On December 9, 2012, TV Line announced the casting of Brighton Sharbino as 10-year-old Abby Sciuto.

The episode marks the 50th episode for director Smith, who directed his first episode back in 2003, the season 1 episode "High Seas".

==Reception==
"Hit and Run" was seen by 22.07 million live viewers following its broadcast on January 29, 2013, with a 3.8/10 share among adults aged 18 to 49. A rating point represents one percent of the total number of television sets in American households, and a share means the percentage of television sets in use tuned to the program. In total viewers, "Hit and Run" easily won NCIS and CBS the night. The spin-off NCIS: Los Angeles drew second and was seen by 17.30 million viewers. Compared to the last episode "Shiva", "Hit and Run" was down in both viewers and adults 18–49.
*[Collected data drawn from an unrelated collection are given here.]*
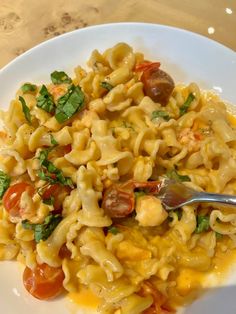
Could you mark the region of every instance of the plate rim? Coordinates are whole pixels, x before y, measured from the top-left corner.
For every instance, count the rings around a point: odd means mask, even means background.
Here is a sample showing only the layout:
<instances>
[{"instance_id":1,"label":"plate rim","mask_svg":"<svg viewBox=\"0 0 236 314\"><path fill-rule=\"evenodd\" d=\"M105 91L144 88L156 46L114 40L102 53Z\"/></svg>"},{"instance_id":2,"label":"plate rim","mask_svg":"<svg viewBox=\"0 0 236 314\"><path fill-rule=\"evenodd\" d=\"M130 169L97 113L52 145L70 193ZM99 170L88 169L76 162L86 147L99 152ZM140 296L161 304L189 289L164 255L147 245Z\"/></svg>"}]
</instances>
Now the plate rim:
<instances>
[{"instance_id":1,"label":"plate rim","mask_svg":"<svg viewBox=\"0 0 236 314\"><path fill-rule=\"evenodd\" d=\"M179 33L183 33L186 34L187 36L193 36L193 37L198 37L199 40L203 40L205 42L209 42L211 43L211 45L216 45L218 46L219 49L223 49L223 50L227 50L228 53L231 53L232 55L234 55L234 57L236 58L236 51L234 51L233 49L225 46L224 44L211 39L209 37L206 37L202 34L199 33L195 33L193 31L184 29L184 28L179 28L179 27L175 27L175 26L170 26L170 25L165 25L165 24L157 24L157 23L146 23L146 22L114 22L114 23L105 23L105 24L96 24L96 25L89 25L80 29L76 29L76 30L72 30L70 32L66 32L64 34L61 34L59 36L56 37L52 37L49 38L45 41L42 41L38 44L36 44L35 46L29 48L28 50L26 50L24 53L22 53L19 56L16 56L13 60L9 61L6 65L4 65L2 68L0 68L0 76L3 75L3 73L5 71L8 70L9 67L14 66L15 63L20 62L21 59L27 57L28 55L30 55L32 52L34 52L35 50L37 50L38 48L47 46L49 43L66 38L66 37L70 37L73 34L76 33L83 33L83 32L87 32L93 29L102 29L102 28L108 28L108 27L125 27L125 26L129 26L129 27L135 27L135 26L143 26L143 27L156 27L159 29L164 29L164 30L169 30L169 31L176 31Z\"/></svg>"}]
</instances>

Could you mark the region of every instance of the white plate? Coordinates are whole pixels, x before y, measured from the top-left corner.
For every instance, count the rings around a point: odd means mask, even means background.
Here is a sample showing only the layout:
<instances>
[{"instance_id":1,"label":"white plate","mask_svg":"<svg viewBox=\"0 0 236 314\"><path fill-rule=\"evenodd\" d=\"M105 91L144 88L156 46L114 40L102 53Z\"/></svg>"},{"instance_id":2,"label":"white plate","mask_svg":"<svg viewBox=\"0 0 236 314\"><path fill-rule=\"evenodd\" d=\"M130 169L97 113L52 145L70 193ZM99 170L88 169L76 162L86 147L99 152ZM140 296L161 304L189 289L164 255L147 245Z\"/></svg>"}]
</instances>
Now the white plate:
<instances>
[{"instance_id":1,"label":"white plate","mask_svg":"<svg viewBox=\"0 0 236 314\"><path fill-rule=\"evenodd\" d=\"M12 61L0 70L1 107L7 108L23 82L49 82L54 70L71 74L75 66L85 65L93 49L103 51L121 41L144 52L147 58L161 61L162 68L175 82L197 82L201 88L214 89L223 99L236 104L234 51L200 35L172 27L121 23L92 26L62 35ZM236 313L235 290L233 286L216 289L185 313ZM42 302L26 293L21 269L16 262L0 264L0 300L1 313L4 314L71 313L70 304L64 299ZM77 313L85 312L78 310ZM92 311L88 313L92 314Z\"/></svg>"}]
</instances>

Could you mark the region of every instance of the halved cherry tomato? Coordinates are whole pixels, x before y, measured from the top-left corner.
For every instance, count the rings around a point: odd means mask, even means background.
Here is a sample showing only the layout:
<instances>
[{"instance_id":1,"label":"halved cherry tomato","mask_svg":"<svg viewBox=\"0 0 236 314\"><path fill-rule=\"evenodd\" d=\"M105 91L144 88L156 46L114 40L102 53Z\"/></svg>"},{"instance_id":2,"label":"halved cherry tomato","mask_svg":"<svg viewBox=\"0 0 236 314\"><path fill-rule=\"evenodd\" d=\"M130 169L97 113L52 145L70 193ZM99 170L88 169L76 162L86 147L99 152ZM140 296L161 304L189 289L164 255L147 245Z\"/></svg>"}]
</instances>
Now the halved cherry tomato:
<instances>
[{"instance_id":1,"label":"halved cherry tomato","mask_svg":"<svg viewBox=\"0 0 236 314\"><path fill-rule=\"evenodd\" d=\"M151 61L144 61L142 63L139 63L135 66L134 71L135 72L144 72L150 68L156 68L159 69L160 67L160 62L151 62Z\"/></svg>"},{"instance_id":2,"label":"halved cherry tomato","mask_svg":"<svg viewBox=\"0 0 236 314\"><path fill-rule=\"evenodd\" d=\"M47 300L55 298L63 291L65 276L61 267L47 264L37 265L35 269L25 268L23 283L26 290L35 298Z\"/></svg>"},{"instance_id":3,"label":"halved cherry tomato","mask_svg":"<svg viewBox=\"0 0 236 314\"><path fill-rule=\"evenodd\" d=\"M153 63L143 71L141 76L144 93L153 101L165 106L168 103L170 95L175 87L171 76L162 71Z\"/></svg>"},{"instance_id":4,"label":"halved cherry tomato","mask_svg":"<svg viewBox=\"0 0 236 314\"><path fill-rule=\"evenodd\" d=\"M113 184L105 190L102 208L112 218L126 217L134 210L134 193Z\"/></svg>"},{"instance_id":5,"label":"halved cherry tomato","mask_svg":"<svg viewBox=\"0 0 236 314\"><path fill-rule=\"evenodd\" d=\"M27 191L30 196L33 196L35 190L32 185L26 182L16 183L11 185L3 196L3 206L6 211L13 217L21 216L20 198L23 192Z\"/></svg>"},{"instance_id":6,"label":"halved cherry tomato","mask_svg":"<svg viewBox=\"0 0 236 314\"><path fill-rule=\"evenodd\" d=\"M160 181L129 180L120 185L112 184L104 192L102 208L112 218L126 217L134 210L134 189L142 189L147 194L157 194L160 188Z\"/></svg>"},{"instance_id":7,"label":"halved cherry tomato","mask_svg":"<svg viewBox=\"0 0 236 314\"><path fill-rule=\"evenodd\" d=\"M144 190L147 194L157 194L161 188L161 181L135 182L134 187Z\"/></svg>"},{"instance_id":8,"label":"halved cherry tomato","mask_svg":"<svg viewBox=\"0 0 236 314\"><path fill-rule=\"evenodd\" d=\"M71 258L71 251L68 250L68 248L67 248L65 243L60 248L59 257L62 258L62 259L63 258Z\"/></svg>"},{"instance_id":9,"label":"halved cherry tomato","mask_svg":"<svg viewBox=\"0 0 236 314\"><path fill-rule=\"evenodd\" d=\"M66 197L70 193L71 189L68 186L62 186L60 184L52 184L46 187L42 194L42 199L47 200L51 197L54 198L53 207L54 210L58 211L62 208L62 203Z\"/></svg>"},{"instance_id":10,"label":"halved cherry tomato","mask_svg":"<svg viewBox=\"0 0 236 314\"><path fill-rule=\"evenodd\" d=\"M64 147L65 154L69 154L71 152L71 144L65 145Z\"/></svg>"}]
</instances>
Douglas Wolfe from TV Fanatic gave the episode 5 (out of 5) and stated that "This episode was poignant and touching, as it revealed some of Abby's sad back story in a memory from what she considered her first "case". I was amazed at the subtle and careful scene between Gibbs and Abby at the end." The casting of Brighton Sharbino was praised for both her performance and her strong physical resemblance to Pauley Perrette. During a Round Table Q&A for the episode, Steve Marsi from TV Fanatic said, "The link between the present case and the flashbacks felt a bit weak to me. I mean that beyond just the windshield crack; I kept waiting for a stronger link between the two that never came," but added that, "I was most moved by Abby's fear that she isn't good enough, her desire to help people - from her childhood to the present day where she spends time with senior citizens outside of work - and struggling to come to grips with the fact that you can't always win." Eric Hochberger remarked, "I'll say again (and any regular reader of our Round Tables knows this) how much I love Abby and Pauley's portrayal of her. Sometimes it feels like present Abby acted a bit too much like her childhood self. Linking past and present is one thing, and of course, some things are going to really strike a chord. But I felt like she should have progressed more, if that makes any sense."